Chronic Obstructive Pulmonary Disease Flashcards
Chronic obstructive pulmonary disease (COPD)
persistent airflow limitation that is usually progressive. COPD is associated with an enhanced chronic inflammatory response in the airways and lungs, primarily caused by cigarette smoking and other noxious particles and gases. COPD exacerbations and other coexisting illnesses or co-morbidities contribute to the overall severity of the disease
Chronic bronchitis
the presence of cough and sputum production for at least 3 months in each of 2 consecutive years
Emphysema
the destruction of the alveoli and is a pathologic term that explains only one of several structural abnormalities in COPD patients.

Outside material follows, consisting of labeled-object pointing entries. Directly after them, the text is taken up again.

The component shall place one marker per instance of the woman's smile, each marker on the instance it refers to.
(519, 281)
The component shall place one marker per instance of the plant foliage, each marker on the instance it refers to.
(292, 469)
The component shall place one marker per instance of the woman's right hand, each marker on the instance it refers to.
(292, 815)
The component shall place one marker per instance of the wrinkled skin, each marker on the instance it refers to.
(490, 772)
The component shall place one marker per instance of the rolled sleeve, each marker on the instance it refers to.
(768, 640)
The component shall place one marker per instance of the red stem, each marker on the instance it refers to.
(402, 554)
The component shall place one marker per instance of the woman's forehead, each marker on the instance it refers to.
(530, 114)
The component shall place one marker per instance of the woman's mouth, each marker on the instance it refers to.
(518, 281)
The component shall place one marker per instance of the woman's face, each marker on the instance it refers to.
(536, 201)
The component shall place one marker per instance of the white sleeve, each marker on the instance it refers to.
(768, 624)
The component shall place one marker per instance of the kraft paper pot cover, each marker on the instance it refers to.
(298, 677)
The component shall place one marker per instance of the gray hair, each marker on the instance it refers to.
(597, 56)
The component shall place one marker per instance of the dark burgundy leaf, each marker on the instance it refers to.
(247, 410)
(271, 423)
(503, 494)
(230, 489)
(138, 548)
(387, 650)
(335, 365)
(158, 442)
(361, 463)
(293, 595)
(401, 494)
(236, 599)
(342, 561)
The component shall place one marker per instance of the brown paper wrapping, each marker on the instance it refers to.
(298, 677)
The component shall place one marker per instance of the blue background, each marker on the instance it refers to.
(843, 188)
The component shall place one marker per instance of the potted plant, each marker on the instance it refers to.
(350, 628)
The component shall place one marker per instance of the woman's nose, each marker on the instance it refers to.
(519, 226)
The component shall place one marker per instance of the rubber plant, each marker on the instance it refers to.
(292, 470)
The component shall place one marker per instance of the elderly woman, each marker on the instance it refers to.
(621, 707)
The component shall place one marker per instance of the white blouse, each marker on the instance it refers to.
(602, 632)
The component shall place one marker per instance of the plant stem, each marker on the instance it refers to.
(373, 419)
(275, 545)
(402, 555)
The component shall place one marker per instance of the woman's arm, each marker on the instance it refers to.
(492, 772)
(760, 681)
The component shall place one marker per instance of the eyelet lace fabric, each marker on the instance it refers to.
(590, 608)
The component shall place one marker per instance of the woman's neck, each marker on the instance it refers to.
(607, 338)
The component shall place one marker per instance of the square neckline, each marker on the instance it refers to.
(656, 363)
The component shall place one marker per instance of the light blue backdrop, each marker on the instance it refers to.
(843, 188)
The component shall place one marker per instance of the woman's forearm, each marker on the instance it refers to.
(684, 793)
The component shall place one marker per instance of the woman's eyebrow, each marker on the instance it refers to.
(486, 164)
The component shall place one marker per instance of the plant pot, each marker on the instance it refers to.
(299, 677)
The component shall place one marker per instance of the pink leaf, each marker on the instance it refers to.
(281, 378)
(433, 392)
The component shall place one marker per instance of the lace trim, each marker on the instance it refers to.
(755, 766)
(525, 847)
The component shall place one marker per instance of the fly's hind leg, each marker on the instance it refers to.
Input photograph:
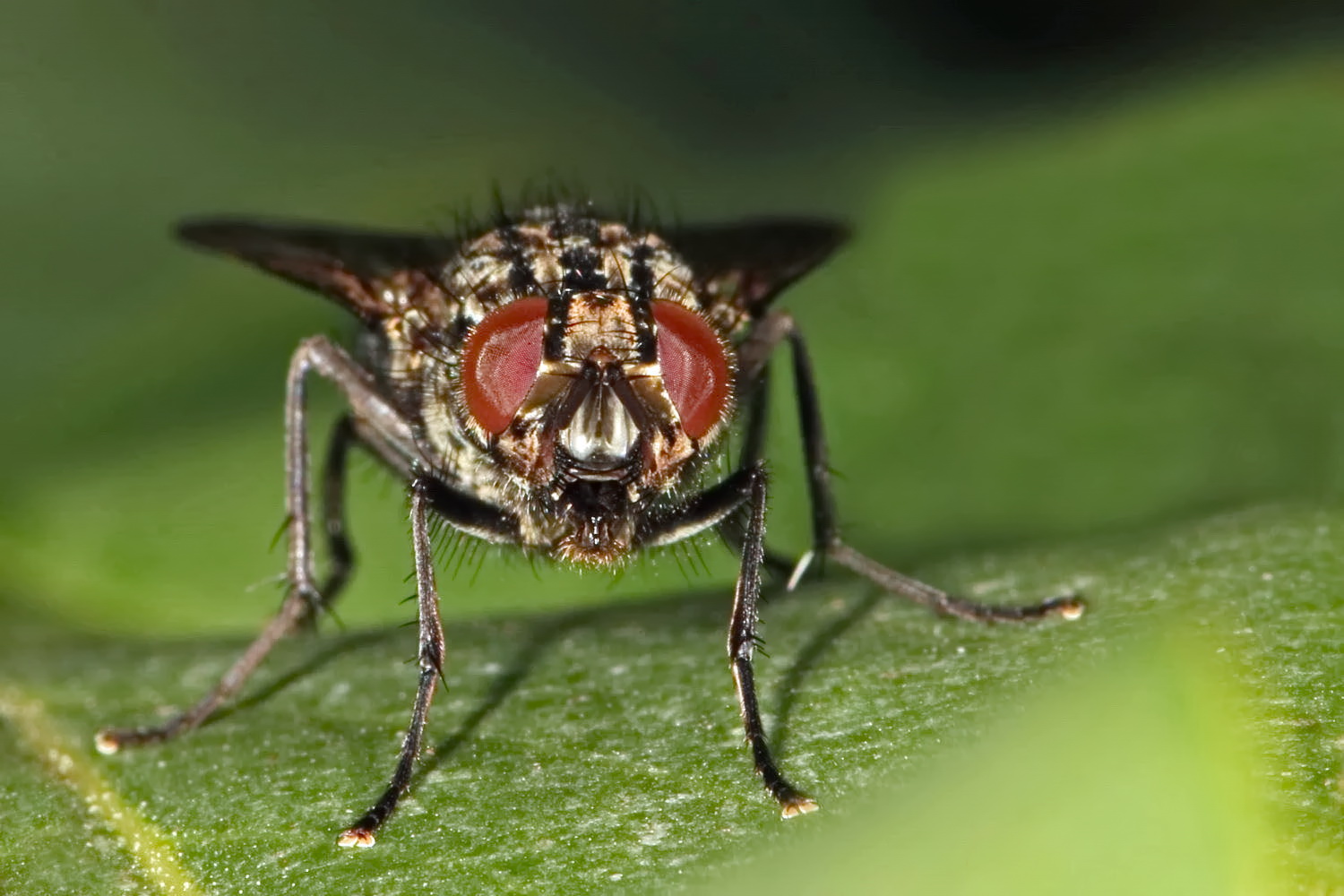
(322, 357)
(827, 544)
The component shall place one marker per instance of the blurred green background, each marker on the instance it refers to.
(1093, 301)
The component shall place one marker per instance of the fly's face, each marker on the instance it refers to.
(589, 374)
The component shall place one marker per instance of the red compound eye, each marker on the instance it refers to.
(695, 370)
(500, 362)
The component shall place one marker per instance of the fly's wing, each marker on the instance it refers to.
(741, 268)
(365, 271)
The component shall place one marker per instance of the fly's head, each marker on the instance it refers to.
(588, 371)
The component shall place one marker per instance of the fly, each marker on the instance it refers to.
(561, 382)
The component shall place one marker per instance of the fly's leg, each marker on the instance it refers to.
(339, 548)
(742, 640)
(717, 506)
(316, 355)
(430, 670)
(827, 544)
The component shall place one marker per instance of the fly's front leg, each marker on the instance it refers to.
(755, 351)
(742, 640)
(717, 506)
(430, 670)
(316, 355)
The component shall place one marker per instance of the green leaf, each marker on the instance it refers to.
(1107, 325)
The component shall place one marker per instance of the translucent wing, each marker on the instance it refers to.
(746, 263)
(359, 269)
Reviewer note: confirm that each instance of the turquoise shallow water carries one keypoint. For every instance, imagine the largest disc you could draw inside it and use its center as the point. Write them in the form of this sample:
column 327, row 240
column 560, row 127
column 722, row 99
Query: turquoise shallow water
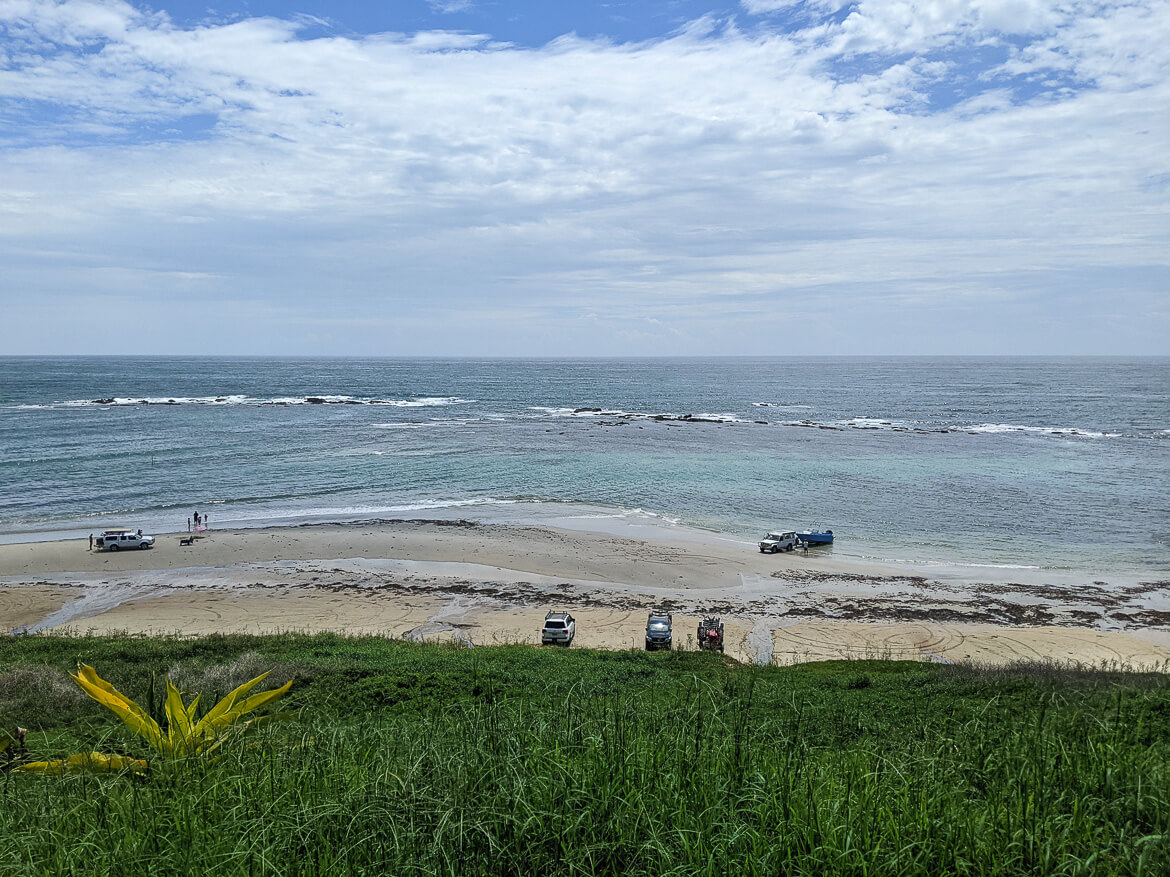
column 1059, row 463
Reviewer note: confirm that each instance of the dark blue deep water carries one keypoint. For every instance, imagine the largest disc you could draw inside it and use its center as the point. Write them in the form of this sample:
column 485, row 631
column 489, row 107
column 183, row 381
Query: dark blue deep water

Chronic Obstructive Pulmonary Disease (COPD) Men
COPD is more common in men than in women, but the incidence is not increasing in men. • Fewer men die from COPD than women.
Chronic Obstructive Pulmonary Disease (COPD) Women •
The number of women with COPD is increasing. • Increase is probably due to increased number of women smoking cigarettes and increased susceptibility (e.g., smaller lungs and airways, lower elastic recoil). • Women with COPD have lower quality of life, more exacerbations, increased dyspnea, and better response to O2 therapy compared with men.
(COPD) Etiology
Cigarette Smoking. The major risk factor for developing COPD is cigarette smoking
Cigarette smoke has several direct effects on the respiratory tract
The irritating effect of the smoke causes hyperplasia of cells, including goblet cells, thereby increasing the production of mucus. Hyperplasia reduces airway diameter and increases the difficulty in clearing secretions. Smoking reduces the ciliary activity and may cause actual loss of cilia. Smoking also produces abnormal dilation of the distal air space with destruction of alveolar walls.
Passive smoking
the exposure of nonsmokers to cigarette smoke, also known as environmental tobacco smoke (ETS) or secondhand smoke. In adults, involuntary smoke exposure is associated with decreased pulmonary function, increased respiratory symptoms, and severe lower respiratory tract infections (e.g., pneumonia). ETS is also associated with increased risk for lung cancer and nasal sinus cancer.
Occupational Chemicals and Dusts.
If a person has intense or prolonged exposure to various dusts, vapors, irritants, or fumes in the workplace, symptoms of lung impairment consistent with COPD can develop. If a person has occupational exposure and smokes, the risk of COPD increases.
Air Pollution.
High levels of urban air pollution are harmful to people with existing lung disease. However, the effect of outdoor air pollution as a risk factor for the development of COPD is unclear.
Infection.
Infections are a risk factor for developing COPD. Severe recurring respiratory tract infections in childhood have been associated with reduced lung function and increased respiratory symptoms in adulthood. People who smoke and also have human immunodeficiency virus (HIV) infection have an accelerated development of COPD. Tuberculosis is also a risk factor for COPD development.
Genetics.
The fact that a relatively small percentage of smokers get COPD strongly suggests that genetic factors influence which smokers get the disease. Because of the genetic-environmental interaction, two people may have the same smoking history, but only one develops COPD. To date, one genetic factor has been clearly identified (see next section).
α1-Antitrypsin (AAT) deficiency
is an autosomal recessive disorder that may affect the lungs or liver. AAT deficiency is a genetic risk factor for COPD.
Aging.
As one ages, the number of functional alveoli decreases as peripheral airways lose supporting tissues. The surface area for gas exchange decreases, and the PaO2 decreases. Changes in the elasticity of the lungs reduce the ventilatory reserve. These changes are similar to those seen in the patient with COPD.
Asthma.
Patients with COPD may have asthma. Asthma may be a risk factor for the development of COPD. There is a considerable pathologic and functional overlap between these disorders, particularly among older adults, who may have components of both diseases. Recently this disorder has been called asthma-COPD overlap syndrome.
Gender.
prevalence is almost equal, reflecting the changing patterns of cigarette smoking. Women may be more susceptible to the adverse effects of smoking.
Pathophysiology
COPD is characterized by chronic inflammation of the airways, lung parenchyma (respiratory bronchioles and alveoli), and pulmonary blood vessels. The pathogenesis of COPD is complex and involves many mechanisms. The defining feature of COPD is not fully reversible airflow limitation during forced exhalation. This is caused by loss of elastic recoil and airflow obstruction caused by mucus hypersecretion, mucosal edema, and bronchospasm.
In COPD, various processes occur
airflow limitation, air trapping, gas exchange abnormalities, and mucus hypersecretion. In severe disease, pulmonary hypertension and systemic manifestations occur. COPD has an uneven distribution of pathologic changes, with severely destroyed lung areas existing together with areas of relatively normal lung.